Detailed advice on the use of virus vectors is given in part 2 of the compendium.

Plants
The following list represents assessments which have been carried out on plant species commonly used as sources of nucleic acids for GM work and as hosts for genetic transformations.

Tobacco (Nicotiana tabacum) - Tobacco plants, and particularly the leaves, store the highly toxic alkaloid nicotine. Small quantities are also found in seeds and presumably other tissues. Nicotine is the final product of a multi-enzyme pathway the genes for which are unlikely to be cloned and expressed together in any of the hosts. It is highly improbable that this compound or any related substance could ever be synthesised in the hosts. Reference source: A Colour Atlas of Poisonous Plants by Frohne-Pfander

Cassava (Manihot esculenta) - This species is a food crop plant that is cultivated in the humid tropics. All parts of the plants contain cyanogenic glycosides, which can release hydrogen cyanide upon damage to the plant. Cyanine can produce toxic effects in humans and other species if parts of the plant are eaten without appropriate preparation. The cyanogenic glycosides are the product of complex multi-enzyme pathways, and therefore their synthesis within any of the cloning systems described here is highly improbable.

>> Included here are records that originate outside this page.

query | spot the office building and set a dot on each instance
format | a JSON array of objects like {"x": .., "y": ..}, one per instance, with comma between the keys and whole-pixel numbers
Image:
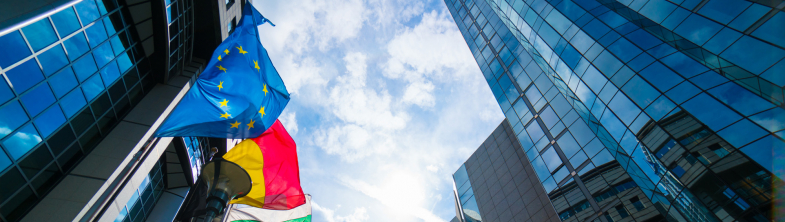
[
  {"x": 85, "y": 84},
  {"x": 642, "y": 110}
]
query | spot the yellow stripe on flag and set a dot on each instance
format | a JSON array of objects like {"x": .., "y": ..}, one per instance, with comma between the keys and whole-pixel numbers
[{"x": 248, "y": 155}]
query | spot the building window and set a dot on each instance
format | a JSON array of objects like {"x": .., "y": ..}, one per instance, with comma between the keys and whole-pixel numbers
[
  {"x": 719, "y": 150},
  {"x": 678, "y": 170},
  {"x": 230, "y": 27},
  {"x": 637, "y": 203},
  {"x": 622, "y": 212}
]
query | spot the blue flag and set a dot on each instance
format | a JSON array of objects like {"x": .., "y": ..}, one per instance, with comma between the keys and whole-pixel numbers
[{"x": 239, "y": 95}]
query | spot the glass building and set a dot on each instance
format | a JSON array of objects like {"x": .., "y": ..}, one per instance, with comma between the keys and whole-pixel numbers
[
  {"x": 639, "y": 110},
  {"x": 84, "y": 84}
]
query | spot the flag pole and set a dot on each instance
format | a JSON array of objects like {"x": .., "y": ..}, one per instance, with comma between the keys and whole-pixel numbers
[{"x": 226, "y": 214}]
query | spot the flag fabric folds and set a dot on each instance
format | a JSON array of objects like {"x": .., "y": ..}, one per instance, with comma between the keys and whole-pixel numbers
[
  {"x": 242, "y": 213},
  {"x": 238, "y": 95},
  {"x": 271, "y": 161}
]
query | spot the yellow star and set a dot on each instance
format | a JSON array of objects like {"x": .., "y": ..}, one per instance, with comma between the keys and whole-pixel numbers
[
  {"x": 241, "y": 50},
  {"x": 250, "y": 125}
]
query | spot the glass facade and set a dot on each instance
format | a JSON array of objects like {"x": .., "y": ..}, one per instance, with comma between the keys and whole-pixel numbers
[
  {"x": 144, "y": 198},
  {"x": 66, "y": 80},
  {"x": 639, "y": 110}
]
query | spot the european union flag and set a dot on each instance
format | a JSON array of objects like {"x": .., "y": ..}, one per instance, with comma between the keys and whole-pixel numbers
[{"x": 239, "y": 94}]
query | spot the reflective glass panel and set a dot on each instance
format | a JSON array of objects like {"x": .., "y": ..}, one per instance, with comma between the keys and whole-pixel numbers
[
  {"x": 110, "y": 73},
  {"x": 63, "y": 82},
  {"x": 741, "y": 133},
  {"x": 72, "y": 103},
  {"x": 66, "y": 22},
  {"x": 710, "y": 112},
  {"x": 49, "y": 121},
  {"x": 92, "y": 87},
  {"x": 22, "y": 141},
  {"x": 40, "y": 34},
  {"x": 84, "y": 68},
  {"x": 766, "y": 55},
  {"x": 640, "y": 92},
  {"x": 76, "y": 46},
  {"x": 25, "y": 75},
  {"x": 53, "y": 59},
  {"x": 87, "y": 11},
  {"x": 96, "y": 33},
  {"x": 5, "y": 91},
  {"x": 12, "y": 42},
  {"x": 773, "y": 120},
  {"x": 103, "y": 54},
  {"x": 740, "y": 99},
  {"x": 38, "y": 99},
  {"x": 11, "y": 117},
  {"x": 772, "y": 30}
]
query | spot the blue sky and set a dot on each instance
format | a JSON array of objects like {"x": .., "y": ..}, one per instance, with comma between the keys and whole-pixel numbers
[{"x": 387, "y": 102}]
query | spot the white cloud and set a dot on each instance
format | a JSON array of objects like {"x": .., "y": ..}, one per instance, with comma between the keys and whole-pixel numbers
[
  {"x": 289, "y": 121},
  {"x": 360, "y": 214},
  {"x": 419, "y": 93},
  {"x": 433, "y": 48}
]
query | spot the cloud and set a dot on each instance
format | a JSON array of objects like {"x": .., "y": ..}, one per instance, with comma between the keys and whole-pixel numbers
[
  {"x": 433, "y": 48},
  {"x": 359, "y": 214},
  {"x": 289, "y": 121}
]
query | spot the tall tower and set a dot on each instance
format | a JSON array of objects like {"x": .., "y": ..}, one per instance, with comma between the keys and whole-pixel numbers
[{"x": 642, "y": 109}]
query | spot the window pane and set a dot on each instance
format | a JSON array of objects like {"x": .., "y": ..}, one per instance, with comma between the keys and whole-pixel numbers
[
  {"x": 38, "y": 99},
  {"x": 741, "y": 133},
  {"x": 11, "y": 117},
  {"x": 22, "y": 141},
  {"x": 76, "y": 46},
  {"x": 63, "y": 82},
  {"x": 766, "y": 55},
  {"x": 25, "y": 75},
  {"x": 5, "y": 92},
  {"x": 773, "y": 120},
  {"x": 66, "y": 22},
  {"x": 698, "y": 29},
  {"x": 740, "y": 99},
  {"x": 53, "y": 59},
  {"x": 40, "y": 34},
  {"x": 96, "y": 33},
  {"x": 49, "y": 121},
  {"x": 640, "y": 92},
  {"x": 103, "y": 54},
  {"x": 110, "y": 73},
  {"x": 724, "y": 11},
  {"x": 551, "y": 159},
  {"x": 85, "y": 67},
  {"x": 710, "y": 112},
  {"x": 13, "y": 42},
  {"x": 72, "y": 103},
  {"x": 92, "y": 87},
  {"x": 87, "y": 11},
  {"x": 568, "y": 145},
  {"x": 772, "y": 30}
]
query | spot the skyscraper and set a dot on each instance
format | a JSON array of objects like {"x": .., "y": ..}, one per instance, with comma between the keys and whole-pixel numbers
[
  {"x": 84, "y": 85},
  {"x": 645, "y": 110}
]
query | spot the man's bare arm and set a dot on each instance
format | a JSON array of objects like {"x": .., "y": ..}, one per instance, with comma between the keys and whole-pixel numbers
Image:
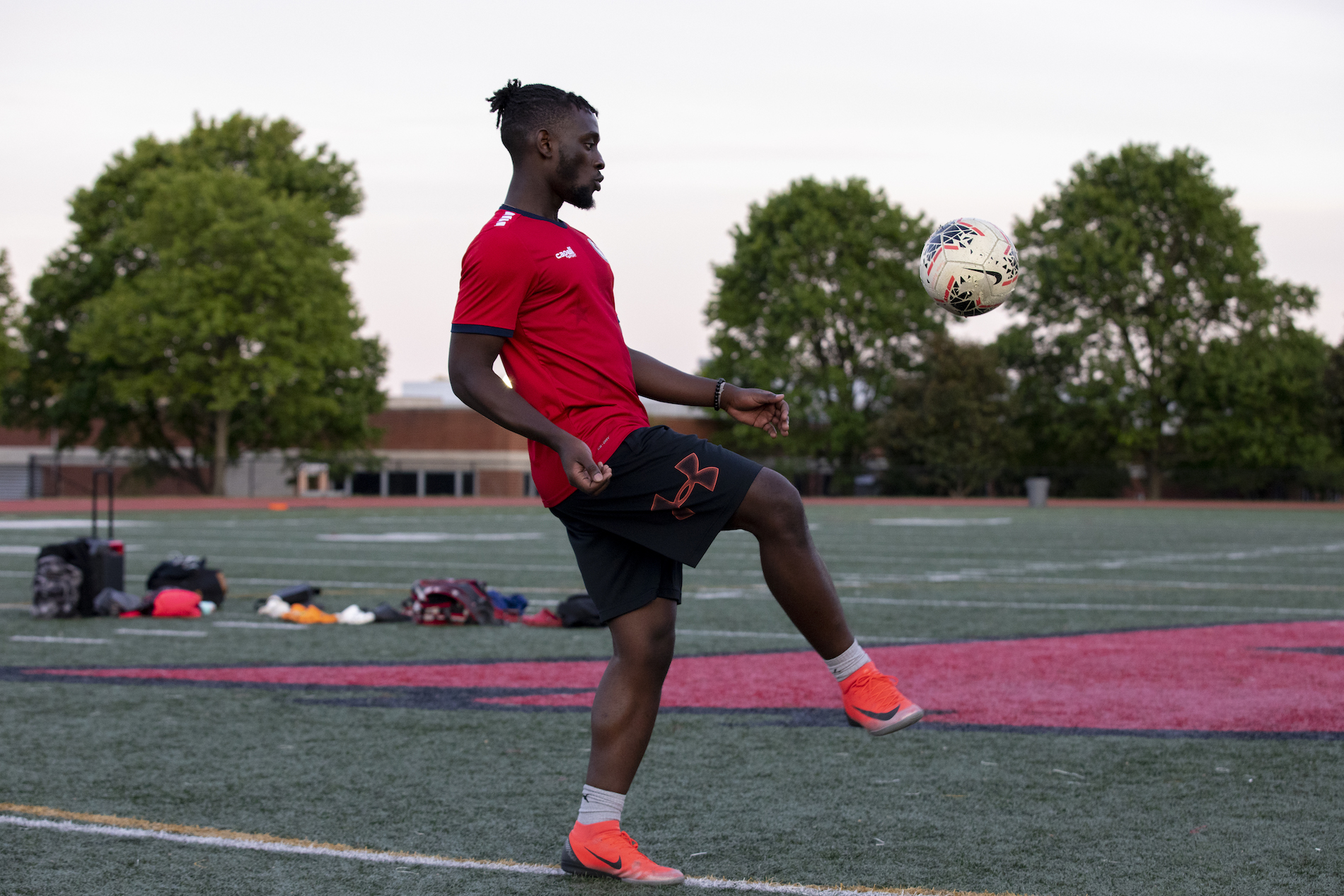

Rice (Oryza sativa) - This is a cultivated crop species used for food production. It does not contain any toxic compounds so far as is known. The seeds are only ever consumed after extensive heat treatment (boiling). It is inconceivable that any deleterious product could arise from cDNA or genomic library production.

Thale cress(Arabidopsis thaliana) - This is a cruciferous plant and probably contains several glucosinolates which are deleterious if consumed under certain conditions, however, other cruciferous plants such as cabbage are eaten in large amounts without deleterious effects. These compounds are products of complex pathways and it is therefore unlikely that such products could arise as a result of cDNA cloning in bacterial hosts. Reference source: Effects of poisonous plants in livestock. Keller et al. 1978.

Arabidopsis lyrata as for Arabidopsis thaliana.

Cardaminopsis arenosa as for Arabidopsis thaliana.

Arabis holboellii as for Arabidopsis thaliana.

Maize (Zea mays) - This is a cultivated crop species. The seeds are eaten by humans and the whole plant is used as animal feed without any undesirable effect. It is unlikely that any deleterious product could arise from cDNA or genomic library production.

Personnel proposals

The crucial aspect of relevant experience is the all-important section of the proforma. That is why (with 'Markup' activetaed in the Word document) we have given examples of what is needed.